St. Lucia don't make songs so much as meticulously crafted aural confections, wrapping incandescent synths, aerial choirboy harmonies, sparkling-clean guitar lines (about the closest you'll come to an audible indication of primary member Jean-Philip Grobler's South African homeland), and tropical-tinged day-glo house around a misty-eyed '80s-baby heart.  March's eponymous EP (Neon Gold) made for a fine appetizer, but recent single "September," a slow-building dream-dance burner, is a major leap forward and an indication that they may just be getting warm.  Even more than its predecessors, it has that same combination of floatiness and urgency, widescreen anthemics and minute attention to detail, which makes Cut Copy's best work so throbbingly tremendous.  Watch out 2013: this year St.
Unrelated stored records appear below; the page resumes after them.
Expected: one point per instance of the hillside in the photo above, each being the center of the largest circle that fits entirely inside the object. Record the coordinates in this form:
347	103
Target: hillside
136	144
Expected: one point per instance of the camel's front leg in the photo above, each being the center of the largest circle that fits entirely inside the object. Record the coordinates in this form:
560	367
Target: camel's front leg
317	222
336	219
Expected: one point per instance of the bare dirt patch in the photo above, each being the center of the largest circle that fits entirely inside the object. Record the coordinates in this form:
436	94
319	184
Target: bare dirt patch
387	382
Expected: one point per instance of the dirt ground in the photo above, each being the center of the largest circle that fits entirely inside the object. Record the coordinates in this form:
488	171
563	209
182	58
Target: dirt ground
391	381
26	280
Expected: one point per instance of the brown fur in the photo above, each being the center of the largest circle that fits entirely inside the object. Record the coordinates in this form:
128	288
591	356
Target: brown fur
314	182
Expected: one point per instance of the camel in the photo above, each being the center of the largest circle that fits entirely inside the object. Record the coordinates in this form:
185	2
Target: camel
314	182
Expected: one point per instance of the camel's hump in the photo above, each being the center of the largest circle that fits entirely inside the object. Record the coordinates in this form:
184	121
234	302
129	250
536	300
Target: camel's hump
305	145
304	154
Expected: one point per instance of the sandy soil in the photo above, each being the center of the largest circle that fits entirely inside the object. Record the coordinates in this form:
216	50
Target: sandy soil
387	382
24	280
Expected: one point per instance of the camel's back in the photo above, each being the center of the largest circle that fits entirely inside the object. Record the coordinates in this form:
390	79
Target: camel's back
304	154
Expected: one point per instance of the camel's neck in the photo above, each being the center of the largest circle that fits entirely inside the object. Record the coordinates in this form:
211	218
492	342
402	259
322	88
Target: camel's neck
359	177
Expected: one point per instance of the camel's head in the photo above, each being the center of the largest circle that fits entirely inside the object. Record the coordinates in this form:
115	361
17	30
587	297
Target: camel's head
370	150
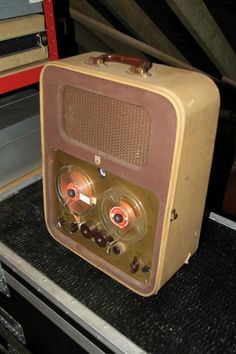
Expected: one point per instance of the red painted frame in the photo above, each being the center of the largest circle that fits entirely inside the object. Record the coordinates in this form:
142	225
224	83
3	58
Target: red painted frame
31	76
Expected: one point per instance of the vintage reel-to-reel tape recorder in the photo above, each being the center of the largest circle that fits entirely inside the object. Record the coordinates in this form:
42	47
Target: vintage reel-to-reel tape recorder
127	149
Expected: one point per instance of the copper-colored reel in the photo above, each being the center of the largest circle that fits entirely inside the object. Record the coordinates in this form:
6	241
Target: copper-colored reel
74	190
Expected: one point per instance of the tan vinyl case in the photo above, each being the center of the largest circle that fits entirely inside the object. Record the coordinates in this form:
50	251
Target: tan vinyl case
151	133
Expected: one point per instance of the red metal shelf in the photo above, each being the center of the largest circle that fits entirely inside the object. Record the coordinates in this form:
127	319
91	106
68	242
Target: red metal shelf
31	75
Lucia remixed Passion Pit and Foster the People; next year they may just leave them all in the dust.


Black Moth Super Rainbow
[Pop/Psych]
concert preview


Something screwy is happening in Pittsburgh.  Enigmatic ringleader Tobacco and his toothy troupe of masked pranksters make music that's a mess of candy-coated contradictions; an incongruous swirl of coarse, Beck-ish chip-hop beats and serenely melodious, Stereolab-style analogue daydreams; grimy acid-squelch synths with sweetly pillowy, almost bucolic ones, cherry-topped by Tobacco's vocoded-to-infinity vocals, which are at once wispily innocuous and squirmingly sinister.  What with the disguises, cavity-prone sugar-shock schtick and general air of mischief, it's no mystery which holiday these guys tend to favor, but they've filled their deliciously seedy fifth album, the pop-smeared Cobra Juicy (Rad Cult) with sweet noxious nothings that seem to conflate Halloween with Valentine's Day: "now that I've got you, my dreams are good/we can go fuck up the neighborhood," Tobacco coos on "Dreamsicle Bomb."  Also: "you taste just like a gumdrop."


Eternal Summers
[Indie Rock]
concert preview


Roanake, VA's Eternal Summers are well-named, not so much because their sound is especially summery – it's beach-friendly, but also built sturdily enough to satisfy year-round – but because they provide a comforting reminder that, just as we can count on June coming back around again each year, there will always be bands like this: brashly excitable, guitar-wielding indie-pop kids (never mind that these guys are actually pushing thirty), variably competent but long on attitude, thrilling in the sweet alliance of headrush cake-icing melodicism and pixie-punk rock crunch.  Sophomore album Correct Behavior (Kanine) brings along the customary slight uptick in production values – with mild fanbase grumbles following on schedule – but also a corresponding boost in confidence, especially in Nicole Kun's newly forceful but still winningly plain-sung vocals.

Strand of Oaks
[Folk]
concert preview


After a banner year of touring with indie-folk luminaries like The Tallest Man on Earth and Bowerbirds, Timothy Showalter brings his lustrous baritone and oblique, resonant songwriting back home to Philly in support of his excellent third album, which just saw a limited vinyl release.  The self-released Dark Shores – produced by John Vanderslice, a writer similarly given to intimate, imagistic fictions, and recalling the gracefully intriguing sonics of his best work – trades the sparse, synth-dappled ruminations and wide-ranging historical-fantasy reenactments of 2010's Pope Killdragon for a rootsier, frequently fuller sound and a tighter lyrical conceit.  Centered around a moon-dweller's reflections on an earth life (and lover) lost in the wake of economic climate change and environmental collapse, these songs' sci-fi figurations mostly form a thin, permeable veil for all-too-human heartbreak and isolation.